2. System setup


If you intend to follow along with the code presented in this book, we recommend you follow these setup instructions so that you will run into fewer technical issues.

2.1. The command-line interface

A command-line interface (CLI) is a text-based interface used to interact with your computer. We’ll be using a CLI for various tasks throughout this book. We’ll assume Mac and Linux users are using the “Terminal” and Windows users are using the “Anaconda Prompt” (which we’ll install in the next section) as a CLI.

2.2. Installing software

Section 2.2.1 and Section 2.2.2 describe how to install the software you’ll need to develop a Python package and follow along with the text and examples in this book. However, we also support an alternative setup with Docker that has everything you need already installed to get started. The Docker approach is recommended for anyone that runs into issues installing or using any of the software below on their specific operating system, or anyone who would simply prefer to use Docker — if that’s you, skip to Section 2.3 for now, and we’ll describe the Docker setup later in Section 2.6.

2.2.1. Installing Python

We recommend installing the latest version of Python via the Miniconda distribution by following the instructions in the Miniconda documentation. Miniconda is a lightweight version of the popular Anaconda distribution. If you have previously installed the Anaconda or Miniconda distribution feel free to skip to Section 2.2.2.

If you are unfamiliar with Miniconda and Anaconda, they are distributions of Python that also include the conda package and environment manager, and a number of other useful packages. The difference between Anaconda and Miniconda is that Anaconda installs over 250 additional packages (many of which you might never use), while Miniconda is a much smaller distribution that comes bundled with just a few key packages; you can then install additional packages as you need them using the command conda install.

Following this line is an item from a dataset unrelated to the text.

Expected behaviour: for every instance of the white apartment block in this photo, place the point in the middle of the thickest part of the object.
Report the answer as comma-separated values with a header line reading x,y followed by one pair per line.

conda is a piece of software that supports the process of installing and updating software (like Python packages). It is also an environment manager, which is the key function we’ll be using it for in this book. An environment manager helps you create “virtual environments” on your machine, where you can safely install different packages and their dependencies in an isolated location. Installing all the packages you need in the same place (i.e., the system default location) can be problematic because different packages often depend on different versions of the same dependencies; as you install more packages, you’ll inevitably get conflicts between dependencies, and your code will start to break. Virtual environments help you compartmentalize and isolate the packages you are using for different projects to avoid this issue. You can read more about virtual environments in the conda documentation. While alternative package and environment managers exist, we choose to use conda in this book because of its popularity, ease-of-use, and ability to handle any software stack (not just Python).

2.2.2. Install packaging software

Once you’ve installed the Miniconda distribution, ensure that Python and conda are up to date by running the following command at the command line:

conda update --all

Now we’ll install the two main pieces of software we’ll be using to help us create Python packages in this book:

  1. poetry: software that will help us build our own Python packages. poetry is under active development, thus we recommend referring to the official poetry documentation for detailed installation instructions and support.

  2. cookiecutter: software that will help us create packages from pre-made templates. It can be installed with conda as follows:

    conda install -c conda-forge cookiecutter
    

2.3. Register for a PyPI account

The Python Package Index (PyPI) is the official online software repository for Python. A software repository is a storage location for downloadable software, like Python packages. In this book we’ll be publishing a package to PyPI. Before publishing packages to PyPI, it is typical to “test drive” their publication on TestPyPI, which is a test version of PyPI. To follow along with this book, you should register for a TestPyPI account on the TestPyPI website and a PyPI account on the PyPI website.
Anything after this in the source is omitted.